Because Ethereum is so large, a significant portion of the movement in the BTC dominance chart is actually just a reflection of the ETH/BTC trading pair. If Ethereum has a major upgrade and surges against Bitcoin, Bitcoin dominance will fall, even if smaller altcoins aren’t moving at all.
Therefore, when analyzing BTC dominance vs altcoins, it’s crucial to also look at Ethereum dominance (ETH.D) and the specific altcoin charts you intend to trade.
It’s a Relative Metric, Not Absolute

Remember that Bitcoin dominance is a ratio. It can change even if Bitcoin’s price doesn’t move a single cent.
If Bitcoin’s market cap stays exactly at $1 trillion, but the total altcoin market cap doubles from $500 billion to $1 trillion, the current Bitcoin dominance percentage will drop from 66% to 50%. This metric tells you where the money is relative to other assets, not necessarily if the total amount of money in the system is growing or shrinking.
Conclusion: Making Dominance Work for You
Trading cryptocurrencies is an exercise in managing probabilities. There are no guarantees, only indicators that suggest one outcome is more likely than another.
The Bitcoin dominance index is one of the most powerful probability indicators available to crypto traders. It provides a macro view of market sentiment, helping you answer the most critical question in crypto: Are we in a risk-on or risk-off environment?
By understanding what is Bitcoin dominance, tracking the BTC dominance chart, and combining that information with Bitcoin’s price action, you can dramatically improve your market timing. You’ll know when to hold the king of crypto, and when to venture out into the wild west of altcoins for those life-changing gains.
Don’t let the noise of the market overwhelm you. Keep a close eye on the Bitcoin market dominance, and let the flow of capital guide your trading strategy.
Frequently Asked Questions (FAQ)
What is a good Bitcoin dominance percentage?

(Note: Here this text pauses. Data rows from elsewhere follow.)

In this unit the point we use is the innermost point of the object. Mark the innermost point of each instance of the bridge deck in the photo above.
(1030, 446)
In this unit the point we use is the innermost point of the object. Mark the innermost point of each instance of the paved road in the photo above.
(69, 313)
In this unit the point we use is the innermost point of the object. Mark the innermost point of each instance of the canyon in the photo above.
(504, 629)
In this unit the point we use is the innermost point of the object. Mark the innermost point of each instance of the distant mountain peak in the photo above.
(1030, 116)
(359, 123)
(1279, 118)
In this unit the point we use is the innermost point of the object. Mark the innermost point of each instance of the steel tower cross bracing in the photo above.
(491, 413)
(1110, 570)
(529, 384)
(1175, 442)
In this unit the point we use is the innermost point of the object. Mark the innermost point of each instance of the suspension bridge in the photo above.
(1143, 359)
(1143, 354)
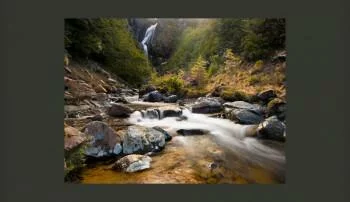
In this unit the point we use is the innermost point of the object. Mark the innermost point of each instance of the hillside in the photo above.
(174, 101)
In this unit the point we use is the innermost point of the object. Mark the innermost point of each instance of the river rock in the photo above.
(182, 118)
(119, 110)
(171, 99)
(272, 128)
(245, 105)
(162, 112)
(72, 138)
(146, 90)
(78, 88)
(133, 163)
(103, 140)
(100, 89)
(118, 99)
(111, 81)
(100, 97)
(153, 96)
(188, 132)
(166, 134)
(277, 107)
(243, 116)
(244, 112)
(267, 95)
(205, 105)
(139, 139)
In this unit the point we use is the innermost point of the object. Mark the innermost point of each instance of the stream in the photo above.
(225, 154)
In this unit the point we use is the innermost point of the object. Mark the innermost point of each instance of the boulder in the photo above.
(103, 140)
(277, 107)
(153, 96)
(78, 88)
(272, 128)
(244, 112)
(119, 110)
(182, 118)
(72, 138)
(162, 112)
(206, 105)
(266, 96)
(118, 99)
(74, 159)
(100, 89)
(146, 90)
(243, 116)
(171, 99)
(166, 134)
(100, 97)
(245, 105)
(97, 117)
(133, 163)
(139, 139)
(111, 81)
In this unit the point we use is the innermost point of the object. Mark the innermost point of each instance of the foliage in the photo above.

There is no single “good” number. A “good” dominance level depends on your strategy. If you are heavily invested in altcoins, a low or falling dominance (e.g., below 45%) is “good.” If you hold mostly Bitcoin, a rising dominance is “good” as it shows BTC is outperforming.

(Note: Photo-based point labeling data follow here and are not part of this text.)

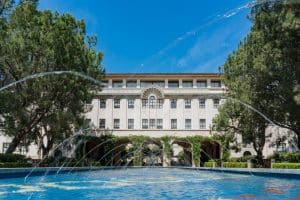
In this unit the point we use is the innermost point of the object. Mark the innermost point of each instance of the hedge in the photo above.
(286, 165)
(235, 164)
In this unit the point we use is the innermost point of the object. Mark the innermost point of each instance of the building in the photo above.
(159, 104)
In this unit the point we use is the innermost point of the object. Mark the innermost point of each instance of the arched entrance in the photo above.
(152, 153)
(210, 150)
(182, 155)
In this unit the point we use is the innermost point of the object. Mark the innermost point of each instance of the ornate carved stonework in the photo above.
(152, 91)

Does Bitcoin dominance include stablecoins?
The standard calculation (like the BTC.D ticker on TradingView) does include stablecoins in the total market cap. However, many advanced traders use customized charts that exclude stablecoins for a clearer picture of capital flow between volatile assets.
Will Bitcoin dominance ever go back to 90%?

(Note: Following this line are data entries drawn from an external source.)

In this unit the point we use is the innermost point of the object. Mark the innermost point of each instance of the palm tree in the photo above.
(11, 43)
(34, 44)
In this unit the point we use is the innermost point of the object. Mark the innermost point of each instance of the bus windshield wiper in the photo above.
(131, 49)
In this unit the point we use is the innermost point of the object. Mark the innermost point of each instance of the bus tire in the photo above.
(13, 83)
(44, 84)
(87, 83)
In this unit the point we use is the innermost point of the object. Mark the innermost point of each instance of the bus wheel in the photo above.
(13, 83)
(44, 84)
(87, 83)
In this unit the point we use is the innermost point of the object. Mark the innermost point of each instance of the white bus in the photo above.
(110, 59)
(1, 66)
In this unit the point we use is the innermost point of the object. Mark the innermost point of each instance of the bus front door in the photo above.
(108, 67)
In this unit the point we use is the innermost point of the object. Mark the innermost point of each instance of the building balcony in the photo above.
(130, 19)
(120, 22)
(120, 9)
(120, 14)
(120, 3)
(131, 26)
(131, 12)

It is highly unlikely. The cryptocurrency ecosystem has grown too diverse, with entire sectors (DeFi, Gaming, NFTs, decentralized infrastructure) built on other blockchains like Ethereum and Solana. While dominance will spike during bear markets, the baseline level has permanently shifted lower as the industry matures.
How often should I check the BTC dominance chart?
It depends on your trading style. Day traders might check it on hourly timeframes to spot intraday shifts in sentiment. Swing traders and investors only need to check it daily or weekly to monitor macro trends.
If Bitcoin dominance goes down, do altcoins always go up?
Not necessarily. If the Bitcoin dominance percentage drops and Bitcoin’s price is dropping significantly, it usually means the entire market is crashing, but money is leaving Bitcoin faster than altcoins (often because altcoin liquidity has dried up). For a true “altseason,” you generally want to see dominance falling while Bitcoin’s price is stable or rising slowly.